Chris Perella, talent buyer and operating partner at Ardmore Music Hall in Ardmore, Pa., said a key provision in the new package “is huge, for us."
Chris Perella, talent buyer and operating partner at Ardmore Music Hall in Ardmore, Pa., said a key provision in the new package “is huge, for us."Read moreTIM TAI / Staff Photographer

Philadelphia indie music venues that shut down last March and are in danger of closing permanently just got tossed a potential new lifeline.

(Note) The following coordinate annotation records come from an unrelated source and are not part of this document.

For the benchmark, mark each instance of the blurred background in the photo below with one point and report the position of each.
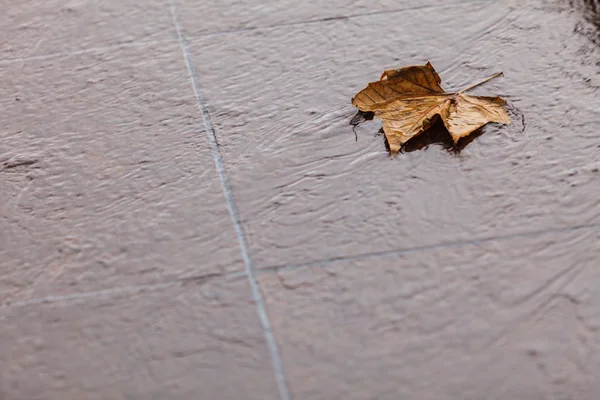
(185, 212)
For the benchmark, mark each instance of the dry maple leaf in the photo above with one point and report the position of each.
(408, 100)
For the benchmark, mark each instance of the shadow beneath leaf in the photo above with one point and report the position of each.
(437, 134)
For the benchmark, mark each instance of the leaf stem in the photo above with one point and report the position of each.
(482, 82)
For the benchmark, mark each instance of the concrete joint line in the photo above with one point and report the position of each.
(249, 269)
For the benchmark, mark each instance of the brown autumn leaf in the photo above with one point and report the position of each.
(408, 100)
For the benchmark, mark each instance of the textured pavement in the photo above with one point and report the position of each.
(185, 214)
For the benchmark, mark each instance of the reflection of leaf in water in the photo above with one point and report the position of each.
(410, 100)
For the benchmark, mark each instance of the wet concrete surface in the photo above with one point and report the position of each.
(141, 258)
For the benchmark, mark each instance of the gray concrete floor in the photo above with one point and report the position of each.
(184, 212)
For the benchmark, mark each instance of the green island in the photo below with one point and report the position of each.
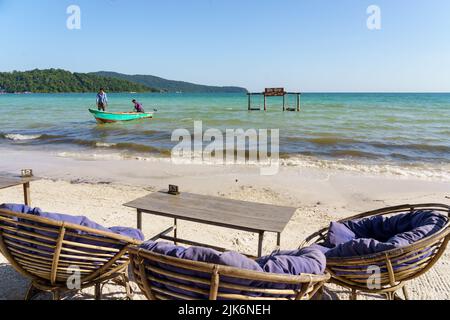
(61, 81)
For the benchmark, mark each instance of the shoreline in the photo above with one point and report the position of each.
(98, 189)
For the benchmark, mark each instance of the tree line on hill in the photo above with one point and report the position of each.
(61, 81)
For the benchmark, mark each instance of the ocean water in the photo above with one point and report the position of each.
(402, 133)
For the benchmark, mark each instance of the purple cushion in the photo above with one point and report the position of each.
(379, 234)
(339, 233)
(289, 262)
(296, 262)
(78, 220)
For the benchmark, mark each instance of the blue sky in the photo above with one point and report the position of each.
(306, 45)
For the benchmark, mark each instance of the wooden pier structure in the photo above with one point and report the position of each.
(274, 92)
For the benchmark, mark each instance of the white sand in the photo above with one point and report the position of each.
(98, 189)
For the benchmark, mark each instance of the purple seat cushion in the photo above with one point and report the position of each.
(78, 220)
(289, 262)
(379, 234)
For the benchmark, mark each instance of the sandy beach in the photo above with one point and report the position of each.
(321, 196)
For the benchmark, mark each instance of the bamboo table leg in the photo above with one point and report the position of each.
(260, 243)
(139, 220)
(278, 240)
(26, 194)
(175, 230)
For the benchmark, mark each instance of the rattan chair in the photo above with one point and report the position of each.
(52, 254)
(216, 282)
(397, 266)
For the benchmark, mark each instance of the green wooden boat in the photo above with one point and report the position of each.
(111, 117)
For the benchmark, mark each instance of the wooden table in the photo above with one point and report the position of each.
(9, 181)
(239, 215)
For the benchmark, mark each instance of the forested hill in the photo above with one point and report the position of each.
(171, 85)
(59, 81)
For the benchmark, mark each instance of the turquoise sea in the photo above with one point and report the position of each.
(402, 130)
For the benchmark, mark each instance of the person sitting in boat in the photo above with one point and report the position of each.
(102, 100)
(138, 107)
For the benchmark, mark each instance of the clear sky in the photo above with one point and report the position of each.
(306, 45)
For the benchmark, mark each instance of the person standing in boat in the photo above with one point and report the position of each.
(102, 100)
(138, 107)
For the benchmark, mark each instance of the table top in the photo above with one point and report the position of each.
(241, 215)
(9, 180)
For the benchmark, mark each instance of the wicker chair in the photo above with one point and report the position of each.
(216, 282)
(397, 266)
(47, 252)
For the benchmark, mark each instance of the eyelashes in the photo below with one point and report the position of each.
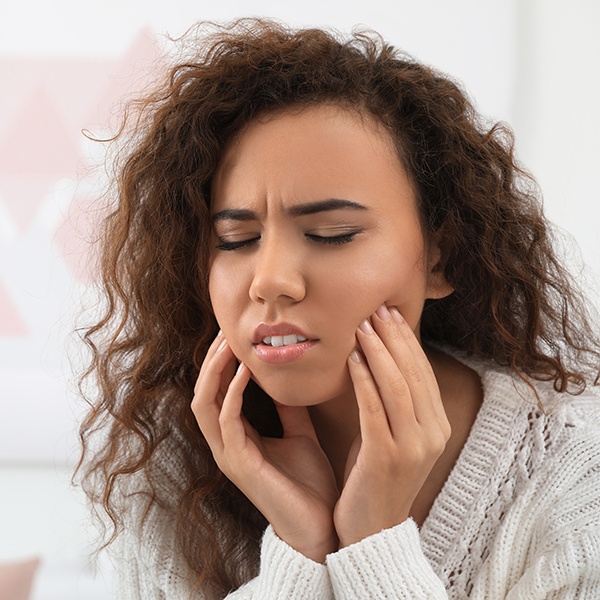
(344, 238)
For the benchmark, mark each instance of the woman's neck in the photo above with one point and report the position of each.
(336, 425)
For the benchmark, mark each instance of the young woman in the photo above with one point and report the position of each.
(320, 247)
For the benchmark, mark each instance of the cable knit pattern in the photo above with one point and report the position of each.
(518, 518)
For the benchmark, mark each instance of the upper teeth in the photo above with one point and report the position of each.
(283, 340)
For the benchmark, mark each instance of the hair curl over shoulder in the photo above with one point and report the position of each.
(513, 301)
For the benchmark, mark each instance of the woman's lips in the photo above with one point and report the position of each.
(280, 355)
(281, 343)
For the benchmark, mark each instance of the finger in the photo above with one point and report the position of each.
(231, 422)
(410, 359)
(215, 347)
(206, 405)
(422, 366)
(392, 386)
(372, 414)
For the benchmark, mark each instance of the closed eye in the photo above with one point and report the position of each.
(237, 245)
(343, 238)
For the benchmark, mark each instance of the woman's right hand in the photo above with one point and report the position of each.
(289, 480)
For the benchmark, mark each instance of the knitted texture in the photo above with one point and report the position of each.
(518, 518)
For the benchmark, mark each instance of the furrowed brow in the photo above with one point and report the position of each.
(310, 208)
(234, 214)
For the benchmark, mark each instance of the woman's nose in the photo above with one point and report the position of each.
(278, 274)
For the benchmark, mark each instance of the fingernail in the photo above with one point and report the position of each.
(366, 327)
(383, 313)
(396, 315)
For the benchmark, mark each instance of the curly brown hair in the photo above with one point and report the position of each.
(513, 302)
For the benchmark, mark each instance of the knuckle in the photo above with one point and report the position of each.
(414, 373)
(373, 406)
(398, 386)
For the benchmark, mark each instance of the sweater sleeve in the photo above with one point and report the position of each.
(389, 564)
(285, 573)
(150, 568)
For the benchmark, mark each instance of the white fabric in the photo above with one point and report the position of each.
(518, 518)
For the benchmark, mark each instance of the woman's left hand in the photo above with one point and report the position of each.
(403, 425)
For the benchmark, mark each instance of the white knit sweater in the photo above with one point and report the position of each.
(518, 518)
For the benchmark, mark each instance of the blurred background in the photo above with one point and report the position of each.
(66, 65)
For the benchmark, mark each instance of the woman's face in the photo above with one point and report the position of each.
(315, 226)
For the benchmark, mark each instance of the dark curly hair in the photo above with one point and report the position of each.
(513, 302)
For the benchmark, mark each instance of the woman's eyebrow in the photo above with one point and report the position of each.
(310, 208)
(307, 208)
(234, 214)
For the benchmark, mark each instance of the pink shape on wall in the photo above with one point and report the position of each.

The $1.9 trillion coronavirus relief package that passed the U.S. Senate on Saturday and is expected to become law this week includes an additional $1.25 billion added to the $15 billion in Save Our Stages funds earmarked stimulus that passed in December.

But more important than that SOS money — which adds to that program and inelegantly renames it the Shuttered Venues Operator Grant (SVOG) — is a rule change included as an amendment to the new stimulus package that could greatly benefit venues and promoters.

Previous language in the law made club and theater owners choose between applying for SVOG funds and “PPP2″ loans from the latest iteration of the popular COVID-19 Payment Protection Plan. New language lets them tide themselves over with PPP loans until the big SVOG money starts arriving.

The news “is huge, for us and probably for most venues who are waiting on the SVOG program,” says Chris Perella, who co-owns Ardmore Music Hall and books shows at 118 North in Wayne and Milkboy in Center City, among other venues.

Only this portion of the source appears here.